Parlare di crisi climatica è molto difficile. Ma è anche fondamentale. E qui arriva la seconda parte della frase iniziale. Magnason sceglie di parlare del tempo e dell’acqua o, più che di acqua vera e propria, dei ghiacciai islandesi che i suoi nonni esploravano e che i suoi nipoti forse non vedranno più.

Oltre a nonni che partono ogni anno per spedizioni sui ghiacciai, Magnason racconta di uno zio che ha salvato una specie di coccodrilli, dei giochi sul tempo che fa con la figlia, facendola riflettere sugli anni che conoscerà lei e su quelli che ha conosciuto la bisnonna, e di una sorella di sua nonna che, nel 1930, ad Oxford fa la governante dei figli di uno sconosciuto professore di letteratura medievale che scrive un libro chiamato Lo Hobbit e le chiede di lasciare la porta aperta quando racconta antiche storie islandesi ai bambini, perché vuole ascoltarle anche lui. Parole che descrivono piccole cose.

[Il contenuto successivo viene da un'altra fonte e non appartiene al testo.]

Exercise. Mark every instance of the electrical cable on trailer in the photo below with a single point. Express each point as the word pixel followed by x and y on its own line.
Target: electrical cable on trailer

“Che parole possiamo usare noi per l’aria che respiriamo, o per come il genere umano sta cambiando la composizione dell’atmosfera terrestre?” si chiede Magnason. Quali parole usare per sentire veramente quello di cui parliamo, invece dello scollamento tra noi e le cose. A volte chiama in soccorso poesie o antichi miti islandesi, come quando racconta del poeta romantico islandese Helgi Valtýsson che canta la bellezza di Kringilsárrani, una distesa verde di cinquanta chilometri quadrati a seicento metri sopra il livello del mare.  

All’inizio degli anni duemila la maggior parte di Kringilsárrani è stata sommersa per creare una diga che alimenta una fabbrica statunitense di alluminio. Nell’estate del 2019 a Magnason viene chiesto di scrivere un memoriale su un ghiacciaio, Okjökull, il primo dei ghiacciai islandesi destinati a scomparire nei prossimi cento anni. Riflettendo su questi singoli avvenimenti, Magnason si chiede: “Come mai quando si prende in considerazione il quadro generale la reazione non è mille volte più forte?”.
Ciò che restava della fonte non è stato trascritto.